Antennae Galaxies – Impacts during collisions and mergers

Antennae Galaxies - Impacts during collisions and mergers

Antennae Galaxies – (Also known as Arp 244) – A system of two nearby colliding galaxies, NGC 4038 and NGC 4039, in the Corvus constellation 60 million light years from Earth. Both, along with a dozen other galaxies, belong to the NGC 4038 group of galaxies, of which they are the largest object (85 million light years from Earth).

Today’s galaxies are nothing like primordial star clusters. Their evolution was greatly influenced by mutual collisions and mergers, the traces of which we can see today in our Milky Way. But what exactly does such an interaction of galaxies look like? This question is answered by an analysis of more than 413 Hubble-observed distant systems. Consisting of at least two interacting galaxies. All these objects are so far away that the light traveled from them to us for as much as 7 billion years – so we observe relatively young galaxies.

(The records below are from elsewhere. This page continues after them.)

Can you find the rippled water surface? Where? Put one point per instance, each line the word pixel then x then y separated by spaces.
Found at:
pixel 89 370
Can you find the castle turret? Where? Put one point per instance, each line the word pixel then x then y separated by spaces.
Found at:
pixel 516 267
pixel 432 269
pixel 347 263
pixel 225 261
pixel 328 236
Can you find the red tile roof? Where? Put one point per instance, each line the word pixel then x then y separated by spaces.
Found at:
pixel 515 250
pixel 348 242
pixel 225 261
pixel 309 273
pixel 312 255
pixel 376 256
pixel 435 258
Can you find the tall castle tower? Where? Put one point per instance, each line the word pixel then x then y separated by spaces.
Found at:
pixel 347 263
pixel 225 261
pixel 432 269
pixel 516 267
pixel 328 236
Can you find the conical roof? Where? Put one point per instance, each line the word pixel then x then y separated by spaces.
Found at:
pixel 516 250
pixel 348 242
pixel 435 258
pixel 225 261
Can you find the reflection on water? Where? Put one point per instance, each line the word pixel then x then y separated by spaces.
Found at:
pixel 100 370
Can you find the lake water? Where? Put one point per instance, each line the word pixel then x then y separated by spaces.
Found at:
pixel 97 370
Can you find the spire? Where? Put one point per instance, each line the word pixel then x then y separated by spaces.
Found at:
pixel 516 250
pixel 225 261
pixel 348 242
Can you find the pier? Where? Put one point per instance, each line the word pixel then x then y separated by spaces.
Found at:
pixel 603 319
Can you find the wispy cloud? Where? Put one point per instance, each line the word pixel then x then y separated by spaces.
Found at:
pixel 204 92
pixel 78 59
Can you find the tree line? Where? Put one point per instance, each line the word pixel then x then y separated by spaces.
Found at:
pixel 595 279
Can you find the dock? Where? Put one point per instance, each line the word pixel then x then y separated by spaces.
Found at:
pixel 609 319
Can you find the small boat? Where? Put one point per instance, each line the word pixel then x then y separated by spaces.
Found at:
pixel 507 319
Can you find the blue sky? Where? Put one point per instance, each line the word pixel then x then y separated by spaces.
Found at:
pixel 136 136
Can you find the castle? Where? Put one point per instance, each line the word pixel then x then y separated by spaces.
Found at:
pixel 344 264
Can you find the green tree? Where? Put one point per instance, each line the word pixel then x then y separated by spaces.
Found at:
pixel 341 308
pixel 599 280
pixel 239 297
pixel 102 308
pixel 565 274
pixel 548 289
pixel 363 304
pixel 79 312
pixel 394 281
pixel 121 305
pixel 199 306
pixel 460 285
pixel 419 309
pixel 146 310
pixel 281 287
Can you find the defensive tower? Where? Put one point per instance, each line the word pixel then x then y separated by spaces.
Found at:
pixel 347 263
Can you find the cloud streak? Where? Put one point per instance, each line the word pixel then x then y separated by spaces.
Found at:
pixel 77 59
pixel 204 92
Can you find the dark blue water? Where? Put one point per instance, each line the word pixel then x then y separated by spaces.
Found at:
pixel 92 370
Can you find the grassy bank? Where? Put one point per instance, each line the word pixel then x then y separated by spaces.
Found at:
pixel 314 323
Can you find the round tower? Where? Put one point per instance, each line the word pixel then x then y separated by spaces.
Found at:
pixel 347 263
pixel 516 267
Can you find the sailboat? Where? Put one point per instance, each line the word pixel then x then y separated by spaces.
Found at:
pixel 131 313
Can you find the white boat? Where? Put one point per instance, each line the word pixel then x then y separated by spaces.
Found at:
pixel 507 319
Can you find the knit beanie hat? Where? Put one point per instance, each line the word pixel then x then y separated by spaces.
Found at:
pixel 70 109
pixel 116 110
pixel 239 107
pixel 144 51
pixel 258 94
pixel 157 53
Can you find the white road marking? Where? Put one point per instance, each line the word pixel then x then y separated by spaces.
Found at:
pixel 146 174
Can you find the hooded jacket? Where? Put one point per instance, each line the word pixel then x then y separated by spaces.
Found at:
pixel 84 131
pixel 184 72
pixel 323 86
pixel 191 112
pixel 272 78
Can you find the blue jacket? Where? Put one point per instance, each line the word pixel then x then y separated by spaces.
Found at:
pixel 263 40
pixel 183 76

As it turns out, when two galaxies interacted or merged, their star birth rate increased by an average of 40-60%, suggesting that the interaction triggers galaxy growth. A similar effect has also been observed in relation to contemporary stellar islands merging. At the same time, surprisingly, collisions are unlikely to affect the activity of super-massive black holes residing at the centers of most galaxies.